This Third Supplemental Indenture, dated as of September 5, 2023 (this “Third Supplemental Indenture”), is among Read & Stevens, Inc., a New Mexico corporation (the “New Subsidiary Guarantor”), Permian Resources Operating, LLC, a Delaware limited liability company (formerly, Centennial Resource Production, LLC, and, together with its successors and assigns, the “Company”), each existing Guarantor (the “Existing Guarantors”) under the Indenture referred to below, and UMB Bank, N.A., as trustee (the “Trustee”).
W I T N E S S E T H:
WHEREAS, the Company, the guarantors party thereto and the Trustee have heretofore executed and delivered an Indenture, dated as of November 30, 2017 (the “Base Indenture”);
WHEREAS, the Company has issued its 5.375% Senior Notes due 2026 (the “Notes”) under the Base Indenture, as supplemented by the First Supplemental Indenture thereto dated as of May 22, 2020, as further supplemented by the Second Supplemental Indenture thereto dated as of September 1, 2022 (the Base Indenture, as so supplemented by the First Supplemental Indenture and the Second Supplemental Indenture, the “Indenture”);
WHEREAS, Section 4.11 of the Base Indenture provides that, after the Issue Date, the Company is required to cause certain of its Subsidiaries to execute and deliver to the Trustee a supplemental indenture pursuant to which such Subsidiary will unconditionally guarantee, on a joint and several basis with the other guarantors, the Guaranteed Obligations;
WHEREAS, pursuant to Section 9.01(a)(8) of the Base Indenture, the New Subsidiary Guarantor, the Trustee, the Existing Guarantors and the Company are authorized to execute and deliver this Third Supplemental Indenture to amend or supplement the Indenture, the Notes, or the Guarantees, without the consent of any Holder; and
NOW, THEREFORE, in consideration of the foregoing and for other good and valuable consideration, the receipt of which is hereby acknowledged, the New Subsidiary Guarantor, the Company, the Existing Guarantors and the Trustee mutually covenant and agree for the equal and ratable benefit of the Holders as follows:
ARTICLE I
Definitions
SECTION 1.1 Defined Terms.

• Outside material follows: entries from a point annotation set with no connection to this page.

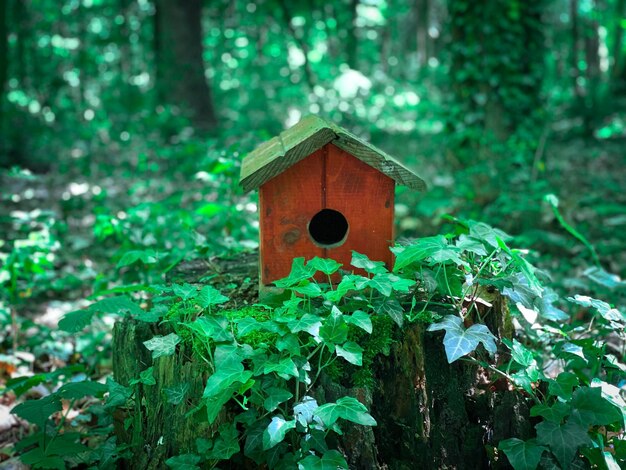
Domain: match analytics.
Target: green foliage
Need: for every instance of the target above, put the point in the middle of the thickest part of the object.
(126, 187)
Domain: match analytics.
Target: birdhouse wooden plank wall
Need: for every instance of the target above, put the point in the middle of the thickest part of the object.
(322, 192)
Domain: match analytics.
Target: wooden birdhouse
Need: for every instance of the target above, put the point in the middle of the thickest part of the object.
(322, 192)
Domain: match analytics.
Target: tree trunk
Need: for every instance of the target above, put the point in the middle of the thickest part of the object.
(181, 79)
(4, 68)
(617, 84)
(430, 414)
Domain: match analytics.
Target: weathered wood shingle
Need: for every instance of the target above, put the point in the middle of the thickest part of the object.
(310, 134)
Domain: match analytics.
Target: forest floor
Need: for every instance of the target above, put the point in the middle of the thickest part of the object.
(587, 175)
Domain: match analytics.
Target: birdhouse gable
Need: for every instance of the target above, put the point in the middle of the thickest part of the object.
(309, 135)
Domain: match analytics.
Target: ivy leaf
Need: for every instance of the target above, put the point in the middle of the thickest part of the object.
(305, 410)
(276, 431)
(590, 408)
(247, 325)
(362, 261)
(345, 285)
(325, 265)
(459, 342)
(210, 296)
(483, 232)
(361, 319)
(214, 403)
(563, 439)
(183, 462)
(289, 343)
(162, 345)
(299, 272)
(390, 306)
(285, 368)
(381, 283)
(523, 455)
(612, 394)
(176, 394)
(435, 249)
(214, 327)
(400, 284)
(519, 353)
(524, 266)
(38, 411)
(351, 352)
(555, 413)
(334, 329)
(347, 408)
(227, 374)
(308, 322)
(276, 396)
(185, 292)
(308, 288)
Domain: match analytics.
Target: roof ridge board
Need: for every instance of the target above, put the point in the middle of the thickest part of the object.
(309, 135)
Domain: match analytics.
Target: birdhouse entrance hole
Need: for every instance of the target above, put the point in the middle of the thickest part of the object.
(328, 228)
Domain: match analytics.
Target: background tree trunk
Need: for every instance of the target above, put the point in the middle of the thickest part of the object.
(181, 80)
(4, 67)
(4, 49)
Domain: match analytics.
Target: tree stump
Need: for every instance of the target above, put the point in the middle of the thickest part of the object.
(430, 414)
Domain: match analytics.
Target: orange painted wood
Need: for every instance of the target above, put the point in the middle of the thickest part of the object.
(365, 196)
(329, 178)
(286, 205)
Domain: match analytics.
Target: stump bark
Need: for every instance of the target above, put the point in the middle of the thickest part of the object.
(430, 414)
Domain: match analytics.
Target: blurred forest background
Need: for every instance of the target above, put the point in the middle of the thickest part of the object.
(123, 124)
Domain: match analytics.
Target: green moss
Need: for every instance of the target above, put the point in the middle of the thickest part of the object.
(257, 337)
(378, 342)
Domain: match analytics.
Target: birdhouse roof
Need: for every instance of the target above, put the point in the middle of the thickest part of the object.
(310, 134)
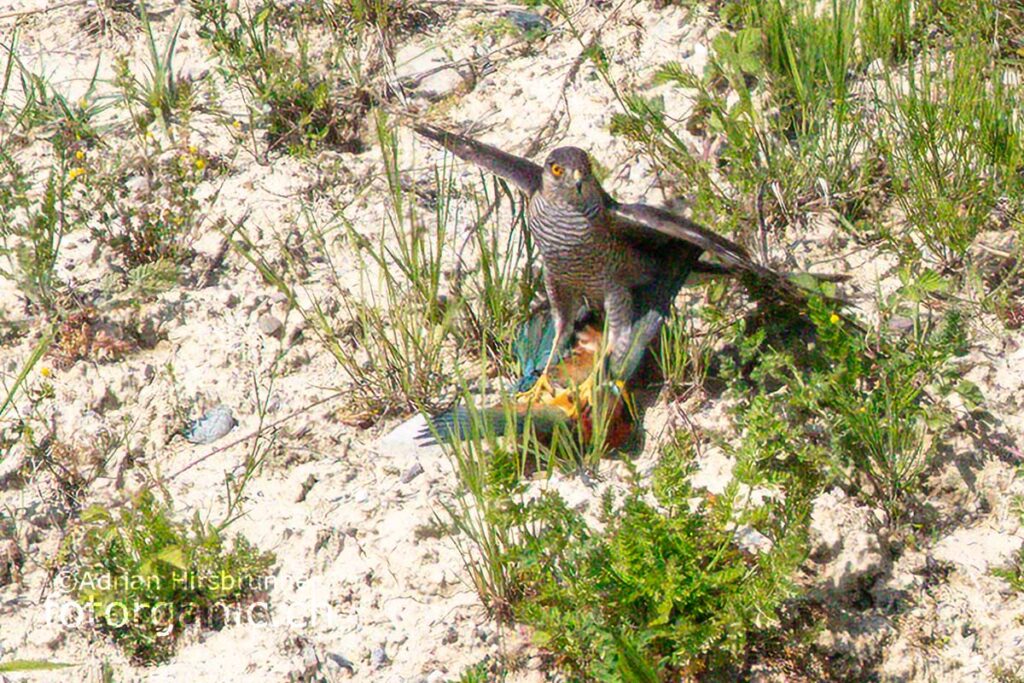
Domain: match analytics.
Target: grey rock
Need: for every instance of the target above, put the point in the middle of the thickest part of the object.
(214, 424)
(528, 22)
(270, 325)
(378, 658)
(413, 472)
(341, 662)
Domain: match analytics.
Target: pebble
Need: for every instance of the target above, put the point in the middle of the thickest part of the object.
(269, 325)
(378, 658)
(214, 424)
(527, 22)
(413, 472)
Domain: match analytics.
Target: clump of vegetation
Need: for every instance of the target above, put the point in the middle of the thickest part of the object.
(418, 312)
(658, 586)
(143, 577)
(162, 94)
(864, 410)
(800, 120)
(299, 99)
(32, 228)
(147, 208)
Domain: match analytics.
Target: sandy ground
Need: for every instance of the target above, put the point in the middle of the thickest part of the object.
(353, 574)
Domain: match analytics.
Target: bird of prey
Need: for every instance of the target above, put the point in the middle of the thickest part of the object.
(628, 259)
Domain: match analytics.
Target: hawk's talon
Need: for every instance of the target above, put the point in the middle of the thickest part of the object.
(541, 392)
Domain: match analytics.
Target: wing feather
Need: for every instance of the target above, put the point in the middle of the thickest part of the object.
(524, 173)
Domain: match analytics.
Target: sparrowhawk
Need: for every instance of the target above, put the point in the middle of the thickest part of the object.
(628, 259)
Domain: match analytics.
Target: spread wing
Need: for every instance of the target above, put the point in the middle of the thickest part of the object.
(522, 172)
(652, 227)
(642, 223)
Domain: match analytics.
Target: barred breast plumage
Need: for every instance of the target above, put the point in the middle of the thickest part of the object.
(583, 257)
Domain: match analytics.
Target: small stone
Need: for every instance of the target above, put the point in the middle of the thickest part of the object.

Capitalized terms used but not defined in this Third Supplemental Indenture shall have the meanings ascribed to such terms in the Indenture. The words “herein,” “hereof” and “hereby” and other words of similar import used in this Third Supplemental Indenture refer to this Third Supplemental Indenture as a whole and not to any particular section hereof.